Zu erfahren ist, dass der mittellose Migrant Simón und die inzwischen ja einen Modeladen betreibende Migrantin Inés sich mit dem nun zehnjährigen David am unfreundlichen, aber bewohnbaren Ort Estrella eingerichtet haben. Die zufällig (schicksalshaft) entstandene (Nicht-)Familie gerät erneut ins Schwanken, als David in das örtliche Waisenhaus ziehen und dort mit der ambitionierten Mannschaft Fußball spielen will. Professioneller als bisher auf der Straße. Der Tänzer David ist auch – man hat aufgehört, sich über seine Begabungen zu wundern – ein glanzvoller Straßenkicker. Eltern, die nicht die Eltern sind (aber sie sind wunderbare, moderne Eltern, auch mit der ganzen Unlogik und Sorge wunderbarer Eltern), wollen ihn nicht verlieren. „Du musst mich tun lassen, was ich tun muss“, sagt David zu Simón. Aber nun wird er schwer krank.

Die dunkle Poesie: Die Geheimnisse des Lebens und Überlebens, aus denen nun allmählich das Geheimnis des Todes wird. David will nicht sterben, aber noch vor den Ärzten und den Eltern weiß er, dass es so kommen wird. Den Kindern im Kranken- wie schon zuvor im Waisenhaus erzählt er Geschichten aus dem „Don Quijote“, dem einzigen Buch, das er gelesen hat. „,Ich will keine anderen Bücher lesen‘, sagt er geringschätzig. ,Ich kann schon lesen.‘“ Er habe nicht verstanden, worum es beim Lesen gehe, sagt der kluge Simón. Es bleibt diese Unsicherheit, ob David nicht noch klüger ist.

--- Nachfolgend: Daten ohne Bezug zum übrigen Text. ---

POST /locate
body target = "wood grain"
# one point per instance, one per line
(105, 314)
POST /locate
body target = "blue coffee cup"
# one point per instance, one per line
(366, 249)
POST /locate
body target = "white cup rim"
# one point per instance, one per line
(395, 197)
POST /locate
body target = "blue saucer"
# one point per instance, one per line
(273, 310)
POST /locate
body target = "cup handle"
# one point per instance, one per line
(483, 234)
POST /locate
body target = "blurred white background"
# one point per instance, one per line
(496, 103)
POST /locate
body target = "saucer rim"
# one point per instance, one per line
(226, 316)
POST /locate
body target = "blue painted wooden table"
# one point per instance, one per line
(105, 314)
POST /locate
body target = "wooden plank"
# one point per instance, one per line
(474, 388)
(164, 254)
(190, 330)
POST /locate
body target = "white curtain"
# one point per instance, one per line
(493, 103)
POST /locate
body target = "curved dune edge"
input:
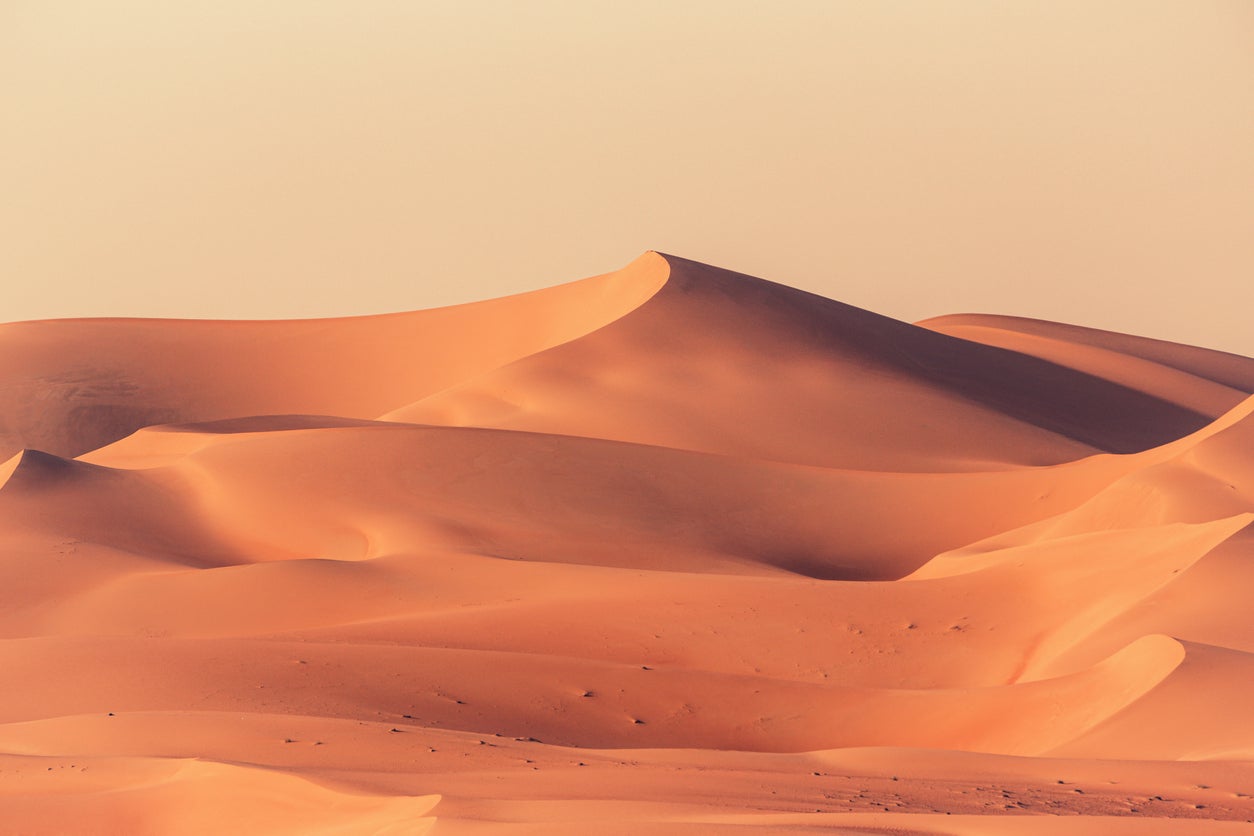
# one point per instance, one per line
(75, 385)
(50, 795)
(672, 549)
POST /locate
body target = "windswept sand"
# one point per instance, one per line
(670, 549)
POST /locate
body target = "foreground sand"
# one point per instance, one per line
(665, 550)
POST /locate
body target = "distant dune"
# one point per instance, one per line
(671, 549)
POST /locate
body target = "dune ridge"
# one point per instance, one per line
(670, 549)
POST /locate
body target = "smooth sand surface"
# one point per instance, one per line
(671, 549)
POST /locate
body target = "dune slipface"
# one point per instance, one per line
(670, 549)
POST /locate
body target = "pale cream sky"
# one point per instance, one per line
(1076, 161)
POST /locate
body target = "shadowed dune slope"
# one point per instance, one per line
(669, 550)
(724, 362)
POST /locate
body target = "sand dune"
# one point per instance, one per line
(671, 549)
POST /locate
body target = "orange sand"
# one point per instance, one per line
(665, 550)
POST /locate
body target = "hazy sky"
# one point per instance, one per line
(1076, 161)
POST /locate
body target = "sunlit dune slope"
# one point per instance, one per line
(724, 362)
(73, 385)
(665, 550)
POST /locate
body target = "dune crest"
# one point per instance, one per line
(670, 549)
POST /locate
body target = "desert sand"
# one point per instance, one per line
(666, 550)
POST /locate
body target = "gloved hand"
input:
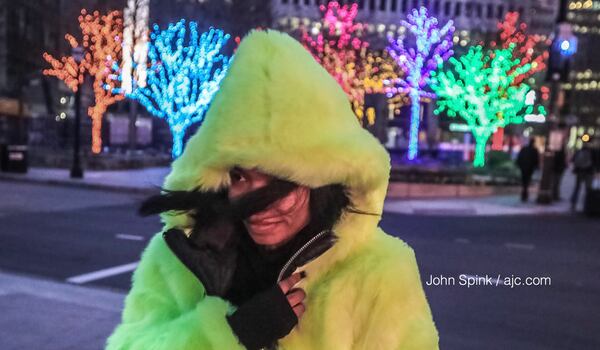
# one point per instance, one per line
(270, 315)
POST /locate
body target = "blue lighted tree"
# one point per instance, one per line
(431, 47)
(185, 73)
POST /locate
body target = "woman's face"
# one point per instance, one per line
(279, 222)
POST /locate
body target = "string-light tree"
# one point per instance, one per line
(337, 47)
(101, 43)
(480, 89)
(377, 77)
(529, 49)
(135, 44)
(186, 70)
(432, 46)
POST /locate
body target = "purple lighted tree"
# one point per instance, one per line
(432, 46)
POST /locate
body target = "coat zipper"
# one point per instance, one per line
(298, 252)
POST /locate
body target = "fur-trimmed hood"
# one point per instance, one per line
(279, 111)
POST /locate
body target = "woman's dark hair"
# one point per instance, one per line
(327, 203)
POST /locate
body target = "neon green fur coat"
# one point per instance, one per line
(278, 110)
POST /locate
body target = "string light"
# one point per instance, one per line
(432, 47)
(480, 89)
(135, 44)
(184, 76)
(529, 49)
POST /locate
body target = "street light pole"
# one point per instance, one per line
(76, 170)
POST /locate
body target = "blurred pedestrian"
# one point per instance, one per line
(528, 161)
(583, 168)
(271, 234)
(558, 169)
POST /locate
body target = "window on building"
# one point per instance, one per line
(447, 8)
(469, 9)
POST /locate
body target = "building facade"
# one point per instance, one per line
(474, 20)
(583, 90)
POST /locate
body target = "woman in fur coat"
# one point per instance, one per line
(271, 236)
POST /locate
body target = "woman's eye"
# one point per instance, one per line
(236, 176)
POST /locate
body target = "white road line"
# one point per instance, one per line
(130, 237)
(523, 246)
(97, 275)
(495, 281)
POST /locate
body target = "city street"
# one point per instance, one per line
(93, 238)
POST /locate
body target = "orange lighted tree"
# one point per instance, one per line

Die Kinder und den Psychopathen und Mörder Dmitri aus „Die Schulzeit Jesu“, der wieder auf der Bildfläche erscheint, macht er froh mit seinen Geschichten. Ein Mädchen will sicher sein, dass dem Helden nichts Schlimmes passieren wird. „Nichts Böses geschieht Don Quijote, weil er der Herr seines Schicksals ist“, sagt David. Die Ironie, dass in „Don Quijote“ ein alter Mann Leben und Literatur nicht auseinanderhalten kann und es den Kindern jetzt genau so ergeht, bemerkt nur Simón. Erwachsene sind gebildet, aber das ändert den Lauf der Dinge nicht.

J. M. Coetzee: Der Tod Jesu. Roman. A. d. Engl. von Reinhild Böhnke. S. Fischer, Frankfurt a. M. 2020. 220 Seiten, 24 Euro.

„Der Tod Jesu“ ist auch die Geschichte kleiner und großer Desillusionierungen. Simón und Inés – obwohl er es zuletzt noch einmal erwartet, wenn nicht erhofft – werden auch nach Davids Tod kein Paar. Es gibt einen leeren weißen Sarg, aber nur um des Statements willen. Kein Zweifel an Davids Tod. David, dem Jünger folgen, die nicht wissen, dass sie Jünger sind – es gibt keinen Kult, keinen Gott –, hat keine Botschaft für uns.

Coetzee, 1940 in Kapstadt geboren und 2003 mit dem Literaturnobelpreis geehrt, legt am Ende einige Spuren aus. Die konventionelle Botschaft: „Sei tapfer, sei heiter in Zeiten der Not – das war seine Botschaft, würde ich sagen“, sagt die Krankenschwester. Die verweigerte Botschaft: Hinten im „Don Quijote“-Band, der einmal in einer Bibliothek stand, haben Kinder auf Bitten des Bibliothekars geschrieben, was das Buch ihnen bedeutet. Von David kein Wort. Die Botschaft mit dem Wunder, das ein Zaubertrick ist: Wann immer David eine Münze wirft, fällt sie auf dieselbe Seite. „,Er hat den Trick nur zu unserer Belustigung vorgeführt‘, sagt Aljoscha, ,aber er hat tatsächlich einmal gesagt, wenn er wollte, könnte er ihn benutzen, um die Pfeiler zum Einsturz zu bringen.‘ ,Was um Himmels willen hat er damit gemeint: die Pfeiler zum Einsturz bringen?‘ ,Keine Ahnung. Sie wissen ja, wie David war.‘“

Die totale Absage an eine „echte“ Botschaft, an eine literarische Schönheit und an ein sinnfälliges Ende macht den Roman zur kalten Großmacht und einigen Lesern zu schaffen. Aufmerksam wird man verfolgen, dass es nach Davids Tod zu Plünderungen in Estrella kommt. Die Plünderer fordern einen „gerechten Preis“. David, das fremde Kind, das nicht mehr lebt, interessierte sich allerdings nicht fürs Rechnen.